Chinese carmakers sold no cars in Norway in 2019; this year so far, they have managed to take 11 per cent market share. Brands such as MG, BYD and Xpeng are common sights on Norwegian streets. Perhaps most telling is that Oslo’s main shopping strip Karl Johans Gate has only one car dealership on it: Nio, a relatively new Chinese brand. Just around the corner, under the Financial Times’ Nordic bureau, an upmarket estate agent has been replaced by a flashy showroom for Voyah, replete with modern art.

It is hard to exaggerate the importance of Europe’s car industry either in economic terms or in symbolic value. It employs more than 13mn on the continent directly or indirectly, and accounts for one in 10 manufacturing jobs. It is equally hard to underplay the gloom in the sector right now. Amid the profit warnings being handed out by European carmakers, taboos are being threatened everywhere from Volkswagen planning its first closure of a factory in its homeland of Germany in 87 years to Europe’s oldest car plant in Turin being shut for large parts of the year.

But just as European manufacturers are being laid low by the move to electric vehicles, Chinese carmakers (and Tesla) are prospering. “I looked at VW, Toyota, Volvo, but I just think the Chinese have better technology, look cooler,” said Ivar, standing outside Nio’s dealership in Oslo. He added that the touchscreens so crucial to electric cars were far slicker in Chinese models than, say, VW’s.

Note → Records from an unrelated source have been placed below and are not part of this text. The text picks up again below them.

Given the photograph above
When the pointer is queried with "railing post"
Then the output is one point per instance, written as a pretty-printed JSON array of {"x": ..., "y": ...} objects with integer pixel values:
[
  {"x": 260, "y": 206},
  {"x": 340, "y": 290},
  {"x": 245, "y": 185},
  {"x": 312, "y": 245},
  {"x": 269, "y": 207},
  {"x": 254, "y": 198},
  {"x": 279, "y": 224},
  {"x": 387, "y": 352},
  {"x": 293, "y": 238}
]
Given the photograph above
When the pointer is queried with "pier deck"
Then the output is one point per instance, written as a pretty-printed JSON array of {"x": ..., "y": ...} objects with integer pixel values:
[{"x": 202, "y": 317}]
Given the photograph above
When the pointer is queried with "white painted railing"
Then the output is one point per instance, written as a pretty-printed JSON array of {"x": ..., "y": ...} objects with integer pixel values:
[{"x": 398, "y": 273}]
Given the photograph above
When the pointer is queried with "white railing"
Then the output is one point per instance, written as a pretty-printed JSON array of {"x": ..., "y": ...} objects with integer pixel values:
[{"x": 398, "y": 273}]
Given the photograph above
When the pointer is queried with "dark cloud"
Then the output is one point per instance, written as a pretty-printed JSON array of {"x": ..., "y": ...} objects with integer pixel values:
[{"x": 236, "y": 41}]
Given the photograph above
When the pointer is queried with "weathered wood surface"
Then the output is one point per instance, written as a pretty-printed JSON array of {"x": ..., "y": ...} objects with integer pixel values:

Nio’s main storefront looks like a coffee shop, perhaps because it is one, selling everything from a matcha latte to pistachio cookies. “I had no idea it was a Chinese car store,” said one American tourist last month. Further on in the Nio store, it looks more like a lifestyle brand with jackets, suitcases and other bags for sale. It is only around the corner that cars such as ET5 saloon — with a starting price of NKr426,000 ($39,000) — make an appearance.

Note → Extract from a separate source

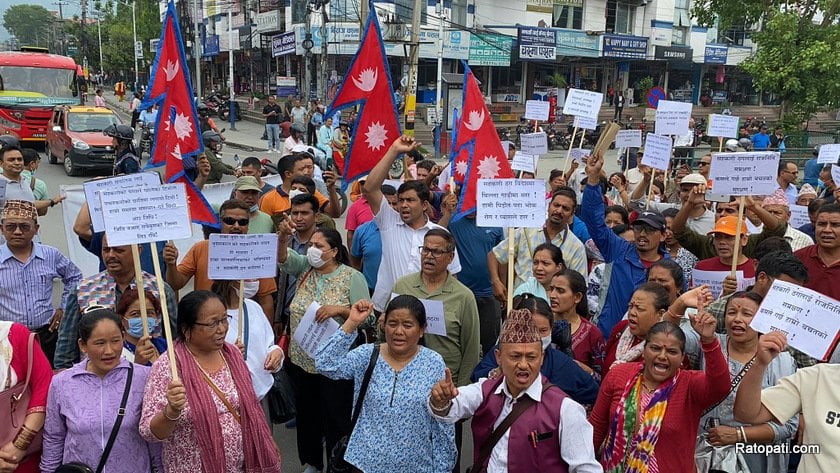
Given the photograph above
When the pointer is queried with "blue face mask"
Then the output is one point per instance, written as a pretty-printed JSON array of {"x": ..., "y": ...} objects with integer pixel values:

Manufacturers such as VW, Audi and Mercedes had become heavily dependent for their global sales on China, where they had to strike collaborations with local carmakers. Many Chinese companies are now beating the European marques where it hurts: by making arguably better cars in some cases. The German carmakers’ sales in China are falling hard as local manufacturers increasingly dominate. “Look at how the Chinese are now building better cars than the Europeans after starting cooperations with the Europeans decades ago. It’s amazing,” said one Nordic automotive executive.

The picture is less dramatic in Norway, even though the direction of travel is still clear and challenging for the Europeans. Tesla, the US industry upstart, is the biggest-selling brand in Norway this year, and is not far off selling as many as the next two — VW and Japan’s Toyota — combined, according to statistics from the Norwegian Road Association. Volvo, based in Sweden but owned by the China’s Geely, is not far behind that duo in fourth place.

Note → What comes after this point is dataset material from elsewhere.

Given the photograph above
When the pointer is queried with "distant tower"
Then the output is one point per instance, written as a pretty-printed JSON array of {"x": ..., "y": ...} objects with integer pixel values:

The pace of the Chinese advance in Norway has been uneven. It has been led by MG, the former UK brand that is now owned by SAIC Motor, one of VW’s partners in China. Chinese makers had reached 5 per cent market share already in their first year of sales in 2020, and 10 per cent by 2022. In 2023, their share declined before rebounding to a fresh record level this year.

Established brands are far from finished: both Toyota and Volvo have increased their market share in the past five years, but VW and BMW have seen their share drop by more than a fifth.

As to where it could lead, a simulation published this year by the European Central Bank provides for alarming reading. If China’s car industry receives subsidies similar to those applied to its solar panel sector, an ECB simulation forecast Chinese carmakers’ global market share would increase by 60 percentage points and the Europeans’ would decrease by 30 percentage points. EU domestic production would fall 70 per cent.

The US and EU have sought to stem the rise of Chinese electric cars with tariffs, but Norway has pointedly refused to follow suit. How much tariffs will check the rise of Chinese manufacturers remains to be seen. For now, Norway serves as a local warning for European carmakers of what could happen if they do not move quicker.